None of America’s wars occurred on our soil in living memory. For that we should be thankful. But maybe it has made us, as a nation, more accepting of our going to war.
On the bright side, although America has many religions and sects, we seem to get along. That is a real blessing. Other countries have internal religious wars in which America should think long and hard before getting involved. Maybe we’re all agreed on that.
What I’m trying to say about war can be summed up in two words: Be skeptical.
A Sunday school teacher was discussing the Ten Commandments with her six- and seven-year- olds.
After explaining the commandment to “honor” their fathers and mothers, she asked, “Is there a commandment that teaches us how to treat our brothers and sisters?”

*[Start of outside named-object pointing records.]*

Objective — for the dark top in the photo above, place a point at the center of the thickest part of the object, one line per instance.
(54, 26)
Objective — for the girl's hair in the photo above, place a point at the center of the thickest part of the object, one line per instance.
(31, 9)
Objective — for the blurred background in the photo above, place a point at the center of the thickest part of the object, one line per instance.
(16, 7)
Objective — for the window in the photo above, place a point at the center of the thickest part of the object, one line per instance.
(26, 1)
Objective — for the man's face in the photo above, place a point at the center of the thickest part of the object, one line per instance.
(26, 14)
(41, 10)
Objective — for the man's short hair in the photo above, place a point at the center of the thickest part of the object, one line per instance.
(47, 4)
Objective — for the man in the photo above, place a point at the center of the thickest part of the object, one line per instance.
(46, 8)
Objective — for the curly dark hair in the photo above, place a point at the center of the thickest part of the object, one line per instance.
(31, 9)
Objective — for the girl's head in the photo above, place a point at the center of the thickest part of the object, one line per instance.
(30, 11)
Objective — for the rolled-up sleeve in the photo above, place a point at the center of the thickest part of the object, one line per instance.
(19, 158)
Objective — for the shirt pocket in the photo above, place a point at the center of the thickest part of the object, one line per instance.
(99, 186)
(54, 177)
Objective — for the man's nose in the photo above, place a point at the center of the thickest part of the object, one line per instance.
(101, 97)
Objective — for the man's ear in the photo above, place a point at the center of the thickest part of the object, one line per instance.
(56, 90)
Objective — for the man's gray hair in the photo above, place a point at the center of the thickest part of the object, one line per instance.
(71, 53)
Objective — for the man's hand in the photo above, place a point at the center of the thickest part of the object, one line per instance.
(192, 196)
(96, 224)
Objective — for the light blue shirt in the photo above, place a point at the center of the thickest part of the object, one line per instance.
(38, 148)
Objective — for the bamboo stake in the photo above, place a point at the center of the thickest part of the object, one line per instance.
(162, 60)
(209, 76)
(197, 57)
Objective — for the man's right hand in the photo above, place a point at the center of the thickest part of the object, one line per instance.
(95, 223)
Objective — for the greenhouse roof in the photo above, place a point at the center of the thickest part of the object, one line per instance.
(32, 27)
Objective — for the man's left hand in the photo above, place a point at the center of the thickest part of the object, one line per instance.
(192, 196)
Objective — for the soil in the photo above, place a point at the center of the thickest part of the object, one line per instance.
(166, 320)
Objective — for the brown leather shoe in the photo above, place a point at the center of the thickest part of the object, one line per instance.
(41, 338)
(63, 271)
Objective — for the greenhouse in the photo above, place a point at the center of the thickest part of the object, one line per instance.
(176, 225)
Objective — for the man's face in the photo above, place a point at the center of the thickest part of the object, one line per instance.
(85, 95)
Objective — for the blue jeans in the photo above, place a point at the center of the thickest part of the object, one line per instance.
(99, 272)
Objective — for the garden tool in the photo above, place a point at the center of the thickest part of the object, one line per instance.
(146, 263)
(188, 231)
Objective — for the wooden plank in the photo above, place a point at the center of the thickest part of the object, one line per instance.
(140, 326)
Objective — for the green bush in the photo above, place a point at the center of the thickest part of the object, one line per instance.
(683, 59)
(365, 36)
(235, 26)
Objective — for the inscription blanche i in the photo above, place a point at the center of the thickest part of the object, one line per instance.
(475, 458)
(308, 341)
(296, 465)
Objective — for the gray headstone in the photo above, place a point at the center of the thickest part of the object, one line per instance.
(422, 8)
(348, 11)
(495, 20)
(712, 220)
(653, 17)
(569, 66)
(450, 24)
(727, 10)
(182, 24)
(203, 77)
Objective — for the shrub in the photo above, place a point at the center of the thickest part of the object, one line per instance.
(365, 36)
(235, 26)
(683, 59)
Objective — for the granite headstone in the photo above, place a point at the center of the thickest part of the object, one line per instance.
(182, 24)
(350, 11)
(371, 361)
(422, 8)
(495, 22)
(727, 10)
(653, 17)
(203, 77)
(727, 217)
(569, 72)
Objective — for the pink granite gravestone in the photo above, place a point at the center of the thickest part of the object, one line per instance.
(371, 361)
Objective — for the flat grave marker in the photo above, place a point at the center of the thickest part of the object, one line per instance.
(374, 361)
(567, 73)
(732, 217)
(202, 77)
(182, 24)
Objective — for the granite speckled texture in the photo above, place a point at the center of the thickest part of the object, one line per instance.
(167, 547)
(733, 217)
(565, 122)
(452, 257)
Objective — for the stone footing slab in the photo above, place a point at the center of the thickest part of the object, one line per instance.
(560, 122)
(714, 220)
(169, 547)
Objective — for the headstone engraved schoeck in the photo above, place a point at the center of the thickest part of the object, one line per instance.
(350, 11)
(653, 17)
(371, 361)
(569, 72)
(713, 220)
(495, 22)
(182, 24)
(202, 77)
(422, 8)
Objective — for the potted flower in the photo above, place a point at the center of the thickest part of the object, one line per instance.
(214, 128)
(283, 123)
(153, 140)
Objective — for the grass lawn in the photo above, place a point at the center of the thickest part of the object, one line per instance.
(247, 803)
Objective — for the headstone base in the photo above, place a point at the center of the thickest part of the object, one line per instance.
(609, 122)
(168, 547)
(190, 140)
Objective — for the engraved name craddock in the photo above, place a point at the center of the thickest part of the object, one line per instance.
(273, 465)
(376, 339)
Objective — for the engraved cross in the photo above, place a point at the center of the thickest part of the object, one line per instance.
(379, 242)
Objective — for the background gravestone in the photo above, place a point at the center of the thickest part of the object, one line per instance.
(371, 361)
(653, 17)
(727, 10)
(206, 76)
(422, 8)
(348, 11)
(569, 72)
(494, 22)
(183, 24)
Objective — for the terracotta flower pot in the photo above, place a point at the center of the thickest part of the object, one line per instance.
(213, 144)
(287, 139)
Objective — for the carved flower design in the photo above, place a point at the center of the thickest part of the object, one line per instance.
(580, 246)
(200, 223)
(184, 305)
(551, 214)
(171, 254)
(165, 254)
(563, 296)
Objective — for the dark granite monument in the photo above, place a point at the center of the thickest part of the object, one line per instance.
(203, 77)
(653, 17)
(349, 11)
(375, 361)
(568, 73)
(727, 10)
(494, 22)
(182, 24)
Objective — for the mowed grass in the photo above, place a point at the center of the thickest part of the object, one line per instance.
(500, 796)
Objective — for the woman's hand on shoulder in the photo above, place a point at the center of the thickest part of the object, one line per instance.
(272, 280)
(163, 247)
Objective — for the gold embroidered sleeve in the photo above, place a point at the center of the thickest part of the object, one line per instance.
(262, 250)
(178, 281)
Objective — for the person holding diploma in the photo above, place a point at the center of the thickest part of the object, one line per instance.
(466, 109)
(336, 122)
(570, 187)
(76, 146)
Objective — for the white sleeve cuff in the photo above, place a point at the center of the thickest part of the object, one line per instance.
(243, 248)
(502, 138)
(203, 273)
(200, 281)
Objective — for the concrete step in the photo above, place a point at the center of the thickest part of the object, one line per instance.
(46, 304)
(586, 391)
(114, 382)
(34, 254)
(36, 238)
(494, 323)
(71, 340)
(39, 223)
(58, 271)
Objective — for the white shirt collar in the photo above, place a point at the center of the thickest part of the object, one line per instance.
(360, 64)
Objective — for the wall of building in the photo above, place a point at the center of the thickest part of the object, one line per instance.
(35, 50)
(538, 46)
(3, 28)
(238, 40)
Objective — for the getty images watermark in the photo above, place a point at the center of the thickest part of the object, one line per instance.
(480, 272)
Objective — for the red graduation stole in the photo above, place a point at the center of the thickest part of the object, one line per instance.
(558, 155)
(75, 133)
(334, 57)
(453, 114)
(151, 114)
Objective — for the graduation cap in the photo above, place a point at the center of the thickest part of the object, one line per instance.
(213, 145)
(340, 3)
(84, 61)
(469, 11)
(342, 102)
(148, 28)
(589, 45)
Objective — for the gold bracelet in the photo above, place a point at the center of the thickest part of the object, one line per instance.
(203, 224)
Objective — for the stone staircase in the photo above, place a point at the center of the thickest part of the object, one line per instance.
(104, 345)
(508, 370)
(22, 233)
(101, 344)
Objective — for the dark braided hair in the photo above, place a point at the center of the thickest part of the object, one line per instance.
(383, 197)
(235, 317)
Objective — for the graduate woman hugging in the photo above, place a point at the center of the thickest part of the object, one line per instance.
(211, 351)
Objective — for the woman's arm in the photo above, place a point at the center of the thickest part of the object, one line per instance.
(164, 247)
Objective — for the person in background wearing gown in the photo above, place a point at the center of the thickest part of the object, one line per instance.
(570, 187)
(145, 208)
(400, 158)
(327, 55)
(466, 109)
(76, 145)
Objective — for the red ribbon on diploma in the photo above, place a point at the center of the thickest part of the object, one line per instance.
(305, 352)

Without missing a beat, one boy, the eldest child in his family, answered, “Thou shalt not kill.”
At a local coffee bar, a young woman was expounding to her friends on her idea of the perfect mate: “It’s very important that the man I marry be musical with a decent singing voice. I consider a sense of humor to be essential, as well as knowing how to tell jokes. In other words, the man I marry has to be a shining light among company. But he also must be the kind who will stay home with me at night.”
A male listener at a nearby table overheard and spoke up: “Lady, what you really want is a television set!”
A blonde went to her doctor and showed him that both her ears were red and painful. The doctor asked her what had happened. “I was ironing a shirt and the phone rang,” she told him, “but, instead of picking up the phone, I accidentally grabbed the iron and stuck it up to my ear.”
“Oh, dear!” said the doctor in sympathy. ”But what happened to your other ear?”
“The jerk called back!”
After his divorce, Joe asked his best friend, Hank, to fix him up with a blind date. Hank obliged. The next day Joe phoned Hank and shouted angrily, “What kind of guy do you think I am? That girl you fixed me up with was cross-eyed. She was almost bald. Her nose was long and crooked. She had hair growing on her face. She was flat-chested and her ankles were as thick as her thighs.”
“Well,” answered Hank, “either you like Picasso, or you don’t like Picasso.”